There are some very important long-run demographic and cultural trends in the United States.
The aging of the population – and the concomitant problem of poorly designed entitlement programs – probably belongs at the top of the list.
But another big trend is internal migration, which occurs when Americans move from one state to another.
There are many reasons why people (and businesses) relocate, but tax policy seems to be an important factor.
Simply stated, some state governments grab a lot of money and don’t provide much value in return.
So it makes sense that some people will move to states with lower tax burdens and better-quality governments.
That’s bad news for high-tax states.
But some of them have responded wisely by lowering tax rates (North Carolina, for instance, used to have one of America’s 10-worst tax systems and now is ranked in the top 10).
Others, however, want to double-down on bad policy. In a report earlier this month for the Washington Post, Julie Zauzmer Weil shares some details about a multi-state proposal for wealth taxes.

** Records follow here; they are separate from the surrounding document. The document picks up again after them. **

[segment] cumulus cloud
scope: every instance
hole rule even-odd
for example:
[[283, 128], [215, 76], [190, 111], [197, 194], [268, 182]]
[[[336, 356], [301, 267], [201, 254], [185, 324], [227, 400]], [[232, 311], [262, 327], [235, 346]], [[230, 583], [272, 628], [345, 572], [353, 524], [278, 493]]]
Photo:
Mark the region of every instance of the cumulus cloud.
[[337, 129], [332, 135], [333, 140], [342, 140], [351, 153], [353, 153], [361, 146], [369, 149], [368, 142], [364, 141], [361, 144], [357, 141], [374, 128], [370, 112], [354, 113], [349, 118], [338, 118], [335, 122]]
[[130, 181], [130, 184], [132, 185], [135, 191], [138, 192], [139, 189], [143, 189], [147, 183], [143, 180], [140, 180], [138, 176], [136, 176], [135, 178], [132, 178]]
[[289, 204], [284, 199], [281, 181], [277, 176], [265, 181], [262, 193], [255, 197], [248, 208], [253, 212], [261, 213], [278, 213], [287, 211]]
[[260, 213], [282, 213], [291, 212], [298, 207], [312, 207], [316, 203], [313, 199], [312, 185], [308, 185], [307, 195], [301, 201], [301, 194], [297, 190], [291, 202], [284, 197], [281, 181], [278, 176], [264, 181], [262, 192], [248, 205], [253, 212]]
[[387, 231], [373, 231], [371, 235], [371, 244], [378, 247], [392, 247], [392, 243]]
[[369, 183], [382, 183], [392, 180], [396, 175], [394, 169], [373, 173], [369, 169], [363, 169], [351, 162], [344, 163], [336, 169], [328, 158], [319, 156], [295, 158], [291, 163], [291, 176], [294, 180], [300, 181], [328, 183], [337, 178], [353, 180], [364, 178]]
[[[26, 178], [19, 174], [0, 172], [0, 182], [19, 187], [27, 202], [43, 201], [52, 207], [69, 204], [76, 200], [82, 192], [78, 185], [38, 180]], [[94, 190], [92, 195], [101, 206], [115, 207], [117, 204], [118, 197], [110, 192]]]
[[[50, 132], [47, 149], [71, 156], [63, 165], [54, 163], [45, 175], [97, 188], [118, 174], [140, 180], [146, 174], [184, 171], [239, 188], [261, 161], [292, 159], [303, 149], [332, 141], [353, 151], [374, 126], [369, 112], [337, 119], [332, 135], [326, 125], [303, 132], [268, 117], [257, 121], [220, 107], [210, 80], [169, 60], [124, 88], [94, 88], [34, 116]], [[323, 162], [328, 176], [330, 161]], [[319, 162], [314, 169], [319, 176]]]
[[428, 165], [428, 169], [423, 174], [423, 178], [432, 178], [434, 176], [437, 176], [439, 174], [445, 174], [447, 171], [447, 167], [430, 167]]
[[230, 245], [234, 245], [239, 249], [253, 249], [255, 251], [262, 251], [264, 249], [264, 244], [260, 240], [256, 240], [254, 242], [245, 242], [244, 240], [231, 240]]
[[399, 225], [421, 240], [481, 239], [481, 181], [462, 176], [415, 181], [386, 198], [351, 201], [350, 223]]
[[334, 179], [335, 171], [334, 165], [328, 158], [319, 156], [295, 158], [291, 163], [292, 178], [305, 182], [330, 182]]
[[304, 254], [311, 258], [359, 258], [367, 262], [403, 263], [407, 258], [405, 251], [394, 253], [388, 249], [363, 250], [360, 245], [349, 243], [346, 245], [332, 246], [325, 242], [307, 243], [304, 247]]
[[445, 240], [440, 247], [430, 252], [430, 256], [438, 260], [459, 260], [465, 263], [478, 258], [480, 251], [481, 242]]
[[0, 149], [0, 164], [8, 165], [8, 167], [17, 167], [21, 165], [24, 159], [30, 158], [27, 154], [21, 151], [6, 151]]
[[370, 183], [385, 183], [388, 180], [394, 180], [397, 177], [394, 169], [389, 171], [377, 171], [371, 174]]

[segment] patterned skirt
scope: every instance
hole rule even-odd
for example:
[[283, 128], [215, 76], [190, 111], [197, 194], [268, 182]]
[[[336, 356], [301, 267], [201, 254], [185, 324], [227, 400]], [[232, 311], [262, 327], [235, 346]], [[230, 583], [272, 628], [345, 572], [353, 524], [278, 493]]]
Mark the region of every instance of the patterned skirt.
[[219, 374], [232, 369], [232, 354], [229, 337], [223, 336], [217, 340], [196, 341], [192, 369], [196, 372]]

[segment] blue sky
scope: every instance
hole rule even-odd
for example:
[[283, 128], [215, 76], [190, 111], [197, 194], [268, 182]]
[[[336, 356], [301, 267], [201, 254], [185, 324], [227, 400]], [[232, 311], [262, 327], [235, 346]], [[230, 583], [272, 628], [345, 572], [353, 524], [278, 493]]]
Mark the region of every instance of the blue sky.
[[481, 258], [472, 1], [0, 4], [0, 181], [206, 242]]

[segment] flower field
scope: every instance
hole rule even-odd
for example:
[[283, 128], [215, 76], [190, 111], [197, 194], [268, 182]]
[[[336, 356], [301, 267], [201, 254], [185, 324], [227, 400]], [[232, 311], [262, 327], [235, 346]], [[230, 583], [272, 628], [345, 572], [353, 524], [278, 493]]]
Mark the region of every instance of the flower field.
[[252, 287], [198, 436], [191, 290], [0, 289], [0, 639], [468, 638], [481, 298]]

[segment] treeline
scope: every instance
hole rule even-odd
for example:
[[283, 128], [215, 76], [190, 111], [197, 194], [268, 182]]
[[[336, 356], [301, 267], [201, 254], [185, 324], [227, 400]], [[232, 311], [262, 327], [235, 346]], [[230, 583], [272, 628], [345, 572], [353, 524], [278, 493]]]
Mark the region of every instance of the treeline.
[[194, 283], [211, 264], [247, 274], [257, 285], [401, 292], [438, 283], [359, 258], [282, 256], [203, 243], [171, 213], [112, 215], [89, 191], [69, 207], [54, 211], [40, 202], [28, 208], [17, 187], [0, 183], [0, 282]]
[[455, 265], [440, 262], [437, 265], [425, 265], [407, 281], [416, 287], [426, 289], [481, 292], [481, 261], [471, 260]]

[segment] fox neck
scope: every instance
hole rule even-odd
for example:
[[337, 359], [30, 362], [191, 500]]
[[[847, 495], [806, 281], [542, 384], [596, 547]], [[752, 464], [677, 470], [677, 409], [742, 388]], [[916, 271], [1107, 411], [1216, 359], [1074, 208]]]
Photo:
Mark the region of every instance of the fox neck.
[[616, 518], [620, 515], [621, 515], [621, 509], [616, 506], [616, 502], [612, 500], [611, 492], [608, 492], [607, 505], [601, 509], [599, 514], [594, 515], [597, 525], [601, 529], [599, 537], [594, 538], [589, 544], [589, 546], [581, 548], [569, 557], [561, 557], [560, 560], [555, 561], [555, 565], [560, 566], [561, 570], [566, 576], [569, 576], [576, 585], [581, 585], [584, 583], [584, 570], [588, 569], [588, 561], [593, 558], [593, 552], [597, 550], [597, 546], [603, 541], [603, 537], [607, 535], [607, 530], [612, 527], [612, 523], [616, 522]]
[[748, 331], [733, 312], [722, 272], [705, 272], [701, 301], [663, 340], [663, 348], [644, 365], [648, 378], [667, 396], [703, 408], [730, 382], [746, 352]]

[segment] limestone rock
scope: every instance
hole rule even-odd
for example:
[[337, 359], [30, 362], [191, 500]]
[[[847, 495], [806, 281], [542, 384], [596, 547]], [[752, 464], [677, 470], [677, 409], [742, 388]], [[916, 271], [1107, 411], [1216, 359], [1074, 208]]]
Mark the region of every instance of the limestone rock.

Left-leaning proponents of taxing the assets held by America’s billionaires have a new target: In lieu of a federal wealth tax, state lawmakers want to tax billionaires where they live, in states like California, Washington and New York. A group of legislators in statehouses across the country has coordinated to introduce bills simultaneously in seven states… The state legislators say they would like to try such ideas as a test case for future national policy while acting collectively to minimize the threat of people moving to a nearby lower-tax state. …said Noel Frame (D), a state senator in Washington. “…This is why we are all here together. No longer will states “get pitted against each other,”… Del. Jheanelle K. Wilkins (D-Montgomery),…said…“That’s quite a bit of funds that we’re leaving on the table.”
If you read the details, these state lawmakers are not proposing the same policy. They’re not even necessarily focusing on wealth taxes.
Yes, some of them have introduced state wealth taxes, but others are proposing higher capital gains taxes, some are proposing higher death taxes, and others want to impose mark-to-market taxes which are a strange combination of wealth taxation and capital gains taxation.
In every case, though, they are digging their own graves. The Wall Street Journal opined on the proposed multi-state cartel of greed.
Democrats finally have a strategy to stop billionaires from fleeing high tax states: Block the escape routes. That’s the logic behind coordinated moves in progressive states to tax wealth. …The legislators say their plans will fund social spending, but they have a specific recipient in mind. The multistate launch was coordinated by Fund Our Future, an advocacy group affiliated with the American Federation of Teachers. As usual, public unions are pushing the progressive lawmakers they fund to tap new streams of tax revenue so they can get bigger salaries and pensions. …Each of the new tax schemes would speed up the flight from the states trying to impose them, and our readers might think even Albany and Sacramento can’t be that dumb. But ideas that begin in the progressive fringes tend to become Democratic orthodoxy these days. For those planning ahead, real-estate agents in Texas and Florida are standing by.
Building on what the WSJ wrote, the class-warfare crowd is only partly blocking the escape routes.
If these proposals become law, it may not make sense to move from California to New York, or from Illinois to Connecticut.
But there are more than 40 states that are not part of this hate-and-envy cartel. Including a bunch of states with no income taxes and others with flat taxes.
And the editorial correctly observes that real-estate agents in Texas and Florida are probably salivating at the prospect of more tax refugees looking for nice homes.
The bottom line is that there are clever ways to push for tax cartels (for example, the OECD’s despicable campaign to squash tax competition). By contrast, the states mentioned in this column are pushing a really dumb, sure-to-fail approach.